Harlem Mixed-Use Project Approved Despite Community Board Disapproval

View of the former gas station lot at St. Nicholas Avenue and 122nd Street. Credit: Google.

BSA granted use, area, and parking variances to permit construction of 13-story residential, commercial, and community facility building. Nicholas Parking Corporation and Ladera, LLC, owners of adjacent properties at 223-237 St. Nicholas Avenue, applied for building permits to develop a 169,192-square-foot, mixed-use building on St. Nicholas Avenue between West 121st and West 122nd Streets in Harlem. The project would include a FRESH program food store on the first floor and cellar, a preschool facility on the second floor, and 164 residential units on the remaining floors. Manhattan Community Board 10 disapproved of the project based upon the proposal’s lack of affordable housing.

On February 23, 2012, the Department of Buildings (DOB) denied the permit to build the project because the site sits partially within an R7A and an R8A/C2-4 zoning district. Part of the proposed FRESH program food store would extend 970 sq.ft. into the R7A district, which does not allow for commercial use. In addition, the proposal calls for only 30 of the 66 accessory parking spaces required by the Zoning Resolution to be off-site at a property one block away instead of on the site itself. Finally, the proposed lot coverage exceeds the maximum amount allowed by the Zoning Resolution by 689 sq.ft. on the corner lot.

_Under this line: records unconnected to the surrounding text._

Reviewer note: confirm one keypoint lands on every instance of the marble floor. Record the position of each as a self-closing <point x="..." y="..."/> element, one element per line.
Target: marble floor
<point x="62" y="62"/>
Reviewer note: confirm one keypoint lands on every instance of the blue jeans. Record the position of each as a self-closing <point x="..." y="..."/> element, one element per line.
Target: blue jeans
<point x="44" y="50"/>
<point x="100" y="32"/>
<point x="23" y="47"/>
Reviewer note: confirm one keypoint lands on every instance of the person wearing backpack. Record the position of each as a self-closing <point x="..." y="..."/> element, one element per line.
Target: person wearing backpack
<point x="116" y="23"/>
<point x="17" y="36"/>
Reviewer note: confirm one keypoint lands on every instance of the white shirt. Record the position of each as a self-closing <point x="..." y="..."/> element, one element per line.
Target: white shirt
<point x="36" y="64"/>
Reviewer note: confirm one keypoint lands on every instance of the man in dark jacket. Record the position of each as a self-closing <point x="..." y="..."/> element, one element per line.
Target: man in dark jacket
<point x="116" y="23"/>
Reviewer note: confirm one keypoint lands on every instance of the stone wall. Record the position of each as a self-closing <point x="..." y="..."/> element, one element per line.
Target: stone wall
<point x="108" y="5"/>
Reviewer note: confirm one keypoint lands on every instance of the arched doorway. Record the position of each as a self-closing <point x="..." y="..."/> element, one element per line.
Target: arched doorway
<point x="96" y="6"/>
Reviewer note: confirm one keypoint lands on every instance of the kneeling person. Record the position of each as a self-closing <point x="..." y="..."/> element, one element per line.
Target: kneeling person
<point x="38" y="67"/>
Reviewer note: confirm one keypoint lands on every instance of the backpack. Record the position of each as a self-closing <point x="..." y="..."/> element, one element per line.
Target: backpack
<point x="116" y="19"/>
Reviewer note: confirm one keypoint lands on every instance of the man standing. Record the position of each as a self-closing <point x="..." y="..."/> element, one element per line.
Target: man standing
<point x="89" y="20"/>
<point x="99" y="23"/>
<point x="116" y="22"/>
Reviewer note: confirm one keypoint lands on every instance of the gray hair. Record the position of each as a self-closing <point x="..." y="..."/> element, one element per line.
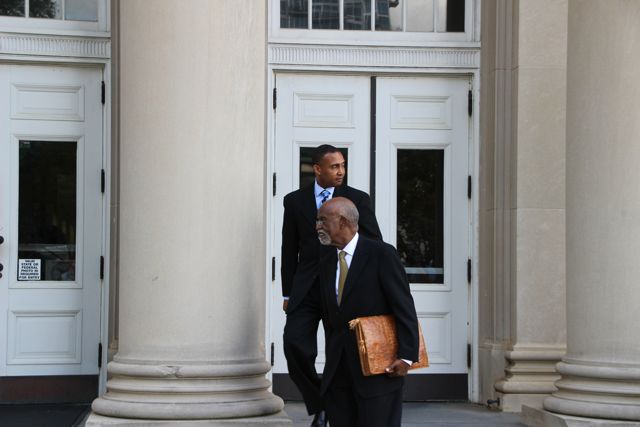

The applicants appealed DOB’s denial to the Board of Standards & Appeals (BSA) on March 20, 2012. At BSA, the applicant argued that the project site suffers from unique physical characteristics that limit the site’s economic feasibility under current district regulations. The unique characteristics include the irregular shape of the corner lot, the split zoning of the site, the proximity of the Eighth Avenue subway, and the existence of hazardous materials due to a gas station that previously occupied the site. The applicant asserted that St. Nicholas Avenue runs at a 45 degree angle through an otherwise rectilinear street grid. The street angle and irregular angles of the lots made it impossible to design a building that is symmetrical to the street line and lots. The irregular shape of the lot also creates a practical difficulty in complying with the Zoning Resolution’s lot coverage and use regulations. In addition, the applicant also asserted that the close proximity of the subway made it impossible to use the cellar for on-site parking. The applicant argued that 30 off-site parking spaces were more than sufficient for this project due to the close proximity of the Eighth Avenue subway lines, and 15 nearby off-street parking facilities. With regard to the potential for hazardous substances on the site, the applicant filed an application with the New York State Department of Environmental Conservation for inclusion in the New York State Brownfield Cleanup Program. If accepted, the owner would incur premium construction costs associated with the remediation of the site. Inclusion in the Brownfield program would make the applicant eligible for a Brownfield Tax Credit of $2,331,000 in after-tax credits.

View of existing parking garage on St. Nicholas Avenue. Credit: Google.

In light of the non-conformity of the applicant’s plan, and the availability of tax credits, BSA asked the applicant for a study of alternative development scenarios that could still produce a reasonable economic return for the owner. The study considered a zoning-compliant development as well as a lesser variance building with non-complying lot coverage but with the required parking spaces and less floor area for the food store. The feasibility study concluded that alternative developments would not result in a reasonable economic return. Further, the applicant maintained that even the Brownfield tax credits did not allow for a reasonable rate of return for a completely as-of-right proposal.

On October 23, 2012, BSA granted the applicants use, area, and parking variances. BSA found that the action would not alter the essential character of the surrounding neighborhood nor impair the use or development of adjacent properties, nor will it be detrimental to public welfare. BSA further agreed that there are unique physical conditions on the site, a hardship not created by the owner, and the applicant’s proposal is the minimum necessary to afford relief. BSA was also satisfied that the proposed building is located in an area with multiple mass transit options, further limiting the need for the required amount of residential parking.

BSA: 223-237 St. Nicholas Avenue, Manhattan (66-12-BZ) (August 14, 2012) (Bryan Cave, LLP/Frank E. Chaney, Esq., for Nicholas Parking Corp. and Ladera, LLC).